There are a bunch of mutant freaks out there who can type 140 words a minute. Imagine that – fingers flying like fan blades in all the right places and not an error in sight. Those people -and some of you might be members of this elite team of alien superbeings, in which case, SCREW YOU GUYS – are miraculous wonders of humanity.

Now I have been touch typing for maybe 15 years since I got bored tapping on two fingers and taught myself and I’m fairly speedy and decently accurate (accurate at correcting errors at least!) but I’m not in that super human range of the people mentioned above. I know I can type 90 words a minute on an average. I know this because I have transcribed for a living and my times are slick, y’all. 90 is good but not super-good. I can probably squeeze out 100 if all the words are fairly short and maybe even 110 if they’re all ‘a’, ‘the’ or ‘or’. Ha.

Having said that, my ego just deflates the second I see a typing test. I hate those goddamn things. You know the ones I mean – where you have to type what you see on the screen in front of you EXACTLY – ‘exactly’ meaning every space, capital letter, piece of punctuation must be identical.

“So what?” you say. Well I’ll tell you if you’ll just shut up for a second. I suck at those tests. My brain gets all nervous, turns my fingers into like…giant CARROTS…and I proceed to spend three intense minutes making every error known to man.

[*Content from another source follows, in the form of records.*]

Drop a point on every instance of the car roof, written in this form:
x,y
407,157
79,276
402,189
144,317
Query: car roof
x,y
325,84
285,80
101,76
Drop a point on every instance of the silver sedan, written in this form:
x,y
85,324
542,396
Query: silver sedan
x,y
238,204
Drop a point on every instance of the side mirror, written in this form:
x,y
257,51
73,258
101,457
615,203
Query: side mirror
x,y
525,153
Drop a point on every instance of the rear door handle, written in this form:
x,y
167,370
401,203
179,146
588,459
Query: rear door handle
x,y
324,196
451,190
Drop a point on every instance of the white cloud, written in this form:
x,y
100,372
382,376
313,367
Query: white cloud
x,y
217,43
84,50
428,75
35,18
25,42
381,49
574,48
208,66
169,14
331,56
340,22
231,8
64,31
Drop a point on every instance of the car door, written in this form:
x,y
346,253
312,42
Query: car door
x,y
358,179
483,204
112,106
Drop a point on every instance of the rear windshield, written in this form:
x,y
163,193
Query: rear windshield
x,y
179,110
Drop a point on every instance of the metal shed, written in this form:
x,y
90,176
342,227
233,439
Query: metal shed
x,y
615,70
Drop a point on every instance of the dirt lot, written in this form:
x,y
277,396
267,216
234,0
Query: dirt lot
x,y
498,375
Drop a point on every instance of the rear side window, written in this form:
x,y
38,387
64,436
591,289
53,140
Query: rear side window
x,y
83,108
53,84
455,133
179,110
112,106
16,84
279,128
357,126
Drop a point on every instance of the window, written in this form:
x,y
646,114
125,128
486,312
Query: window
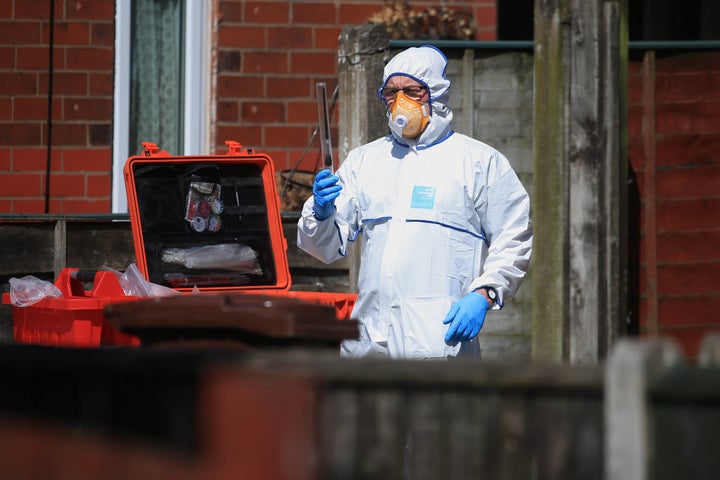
x,y
161,78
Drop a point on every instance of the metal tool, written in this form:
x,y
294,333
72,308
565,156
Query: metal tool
x,y
324,127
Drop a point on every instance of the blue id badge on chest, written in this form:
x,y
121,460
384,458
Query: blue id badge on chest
x,y
423,197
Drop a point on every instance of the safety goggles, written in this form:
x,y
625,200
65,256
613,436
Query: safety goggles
x,y
416,92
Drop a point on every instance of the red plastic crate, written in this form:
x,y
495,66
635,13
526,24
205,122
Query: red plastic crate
x,y
343,302
77,318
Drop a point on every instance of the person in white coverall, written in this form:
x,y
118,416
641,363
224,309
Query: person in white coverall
x,y
445,222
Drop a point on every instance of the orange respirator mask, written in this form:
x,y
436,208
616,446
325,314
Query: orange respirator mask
x,y
408,116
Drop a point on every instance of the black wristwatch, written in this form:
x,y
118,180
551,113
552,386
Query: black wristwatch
x,y
492,293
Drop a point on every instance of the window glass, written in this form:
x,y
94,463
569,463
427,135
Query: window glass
x,y
156,74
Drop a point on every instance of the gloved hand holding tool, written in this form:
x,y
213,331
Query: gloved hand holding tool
x,y
325,191
466,317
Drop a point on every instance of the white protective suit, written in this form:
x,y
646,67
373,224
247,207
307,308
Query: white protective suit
x,y
440,216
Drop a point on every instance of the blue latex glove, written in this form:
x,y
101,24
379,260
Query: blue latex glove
x,y
325,191
466,318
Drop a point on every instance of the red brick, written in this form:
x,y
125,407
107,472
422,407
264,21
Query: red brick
x,y
250,137
32,10
28,206
230,12
327,38
33,159
262,112
69,134
100,134
322,63
314,13
18,83
289,37
286,136
101,84
241,37
102,34
227,111
265,62
21,184
32,58
6,9
486,34
20,134
7,57
32,108
357,13
299,112
5,159
229,61
697,182
20,32
87,160
284,87
67,185
87,109
99,185
93,58
267,12
239,87
5,109
91,9
71,33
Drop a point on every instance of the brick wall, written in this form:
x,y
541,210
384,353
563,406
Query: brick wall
x,y
82,87
270,55
674,143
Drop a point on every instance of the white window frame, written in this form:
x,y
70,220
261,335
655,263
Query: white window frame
x,y
197,94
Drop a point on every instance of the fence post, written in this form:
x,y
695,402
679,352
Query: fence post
x,y
630,366
579,176
362,53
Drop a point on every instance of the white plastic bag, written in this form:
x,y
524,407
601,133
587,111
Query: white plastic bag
x,y
225,256
29,290
135,285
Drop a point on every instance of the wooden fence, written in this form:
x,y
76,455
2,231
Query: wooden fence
x,y
155,413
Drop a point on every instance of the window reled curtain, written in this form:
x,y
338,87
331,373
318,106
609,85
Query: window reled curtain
x,y
156,76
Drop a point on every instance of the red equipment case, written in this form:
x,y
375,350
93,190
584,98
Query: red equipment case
x,y
178,205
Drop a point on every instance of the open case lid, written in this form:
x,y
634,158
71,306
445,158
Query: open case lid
x,y
207,221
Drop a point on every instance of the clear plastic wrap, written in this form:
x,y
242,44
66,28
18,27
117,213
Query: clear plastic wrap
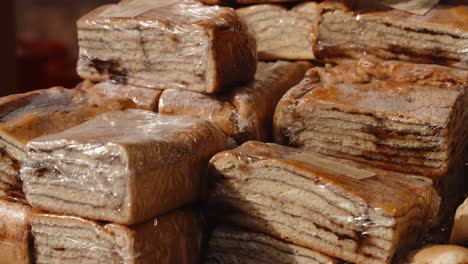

And you can’t correct stuff! When you type normally, you make a mistake, your brain knows it before you even do it and you correct it swiftly and automatically, but those typing tests? Mais non! You attempt to make the correction you get another error. Mamanfuckers.

Also, some of those tests subscribe to the clearly misguided notion that there’s only one space after a period. Hello? No. I hear that’s a new-fangled way of doing it but I’m a child of the 1980s people, I’m old school and if there aren’t two spaces after a period you need to be flogged with a salty whip. I’m just saying, because some of those software programs serve it up one way and some the other. WTF?

Then I get pissed because the smug, self-righteous computer software thing gloats “WELL DONE GUV, YOU TYPE 62 WORDS A MINUTE, AREN’T YOU FREAKING SPECIAL FOR A RETARDED PERSON?” and you are pretty certain you heard it snort. Then you pick up a sledgehammer (that you keep in your backpack for such emergencies) and beat seven shades of shit out of that computer while growling like a wolverine.

I hate typing software. That’s where I’m going with this. I might add a pie chart to this later as I’m feeling inspired. And a touch bitter.